Other changes the two opposing groups agree are needed include: creating public databases of tribunal decisions; lowering tribunal application fees; and providing materials to help tenants once they are "locked out." But the landlords' group hotly disputes tenants' claim that the tribunal favours landlords.

The landlords note that for most businesses, customers must pay for what they buy. They argue they shouldn't have to provide free accommodation to delinquent tenants during lengthy eviction procedures. "It is grossly unfair to force society's obligations to the poor on one small sector of society," the landlords said in their report.

Utilia Amaral, of the landlord group, says the legislation provides more than just the five-day dispute period.
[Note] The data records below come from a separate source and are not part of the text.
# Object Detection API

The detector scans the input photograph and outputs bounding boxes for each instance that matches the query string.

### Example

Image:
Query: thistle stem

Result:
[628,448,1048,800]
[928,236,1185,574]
There's a verbal warning first, then delinquent tenants are issued a form telling them they have 14 days to pay, she said. If rent is still not received, landlords may apply to the tribunal for a notice of eviction hearing. This is the notice that includes a dispute form, which tenants are required to complete and return to the tribunal within five days or risk being evicted by default. After the tribunal issues the default order, there's still another 11 days to pay the rent — plus the landlord's tribunal cost of $150 — and nullify the order.

In the Paris case, Wilfred Paris acknowledges that he and his wife were behind in their rent, but he said that was because of the timing of his pension cheque. He said he phoned the landlord to explain and was told if he paid the arrears and the $150 tribunal costs, the matter would be closed.
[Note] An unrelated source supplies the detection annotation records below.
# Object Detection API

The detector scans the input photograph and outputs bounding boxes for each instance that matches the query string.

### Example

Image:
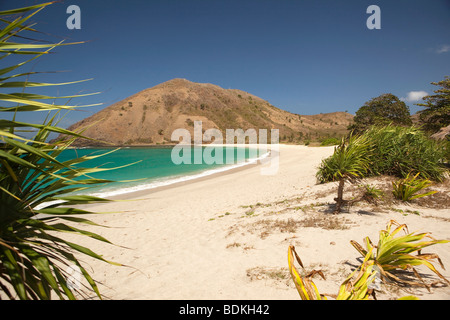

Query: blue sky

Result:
[0,0,450,126]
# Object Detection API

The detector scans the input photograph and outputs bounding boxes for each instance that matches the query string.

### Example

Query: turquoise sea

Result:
[58,146,267,197]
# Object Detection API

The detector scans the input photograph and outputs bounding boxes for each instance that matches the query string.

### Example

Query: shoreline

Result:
[56,145,450,300]
[89,144,272,200]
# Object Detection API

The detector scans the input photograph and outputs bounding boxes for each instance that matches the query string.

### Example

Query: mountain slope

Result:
[61,79,353,146]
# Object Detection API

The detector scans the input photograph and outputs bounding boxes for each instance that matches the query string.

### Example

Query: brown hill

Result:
[63,79,353,146]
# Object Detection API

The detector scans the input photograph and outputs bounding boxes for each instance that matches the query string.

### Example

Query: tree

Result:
[416,76,450,133]
[316,135,370,213]
[349,93,412,133]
But the eviction process was already well under way by the time the couple had paid up. When they asked for a hearing to stop the eviction, the tribunal said it would not consider the fact that all rent and costs had been paid. Instead, it ruled that since the Parises did not explain adequately why they didn't file the dispute form within the five days, the order would stand.
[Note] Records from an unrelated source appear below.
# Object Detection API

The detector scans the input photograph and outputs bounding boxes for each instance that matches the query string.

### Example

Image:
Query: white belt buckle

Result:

Toronto lawyers for the Parises' landlord — 10 Trudelle Apartments Ltd. — said that since the case is before the courts, he could not comment.

The Parises remain in their apartment while their case is under appeal, but hundreds of other tenants have found themselves desperately searching for a place to live, or bunking in with relatives or friends once evicted.

Ramona Nepaul, a 23-year-old retail clerk, remembers being reduced to tears when she came home from work one day to find the locks changed on her Parkdale apartment door.

For three months, she had been fighting an eviction notice that came last February, saying she was behind in the rent. She admits she sometimes paid her monthly rent of $781 a week or so late, but she said it was an arrangement agreed to by the landlord to coincide with when she got paid.

When Nepaul received the eviction notice, she immediately paid the rent, but figured she would go to the housing tribunal anyway and explain her situation. When she got there, Nepaul was told she and her husband had already been ordered evicted because she failed to respond to the notice, in writing, within five days.

Nepaul contacted Parkdale Community Legal Services, which examined her case and found the landlord actually owed her money. Not only had she paid the landlord's tribunal fees, she had also paid an extra month's rent. The agency took her case back to the tribunal to have the eviction order overturned, but the motion was denied. The locks were changed on May 30.

"I thought the law would be on my side because I didn't owe the landlord any money," said Nepaul, who had to move to her in-laws' apartment. "I feel the system has let me down."

Nepaul's case is also being appealed by the tenant advocacy centre this spring. A spokesperson for her landlord, Metcap Living Management Inc., would not comment on the case because it is before the courts.

Since coming to power last fall, the provincial Liberals have vowed to repeal the Tories' Tenant Protection Act and create a provincial rent bank to help tenants with "short-term arrears."

"The government needs to consult widely before doing this to get it right and to make sure that the legislation balances the interests of landlords and tenants," said ministry spokesperson Sonya Rolfe.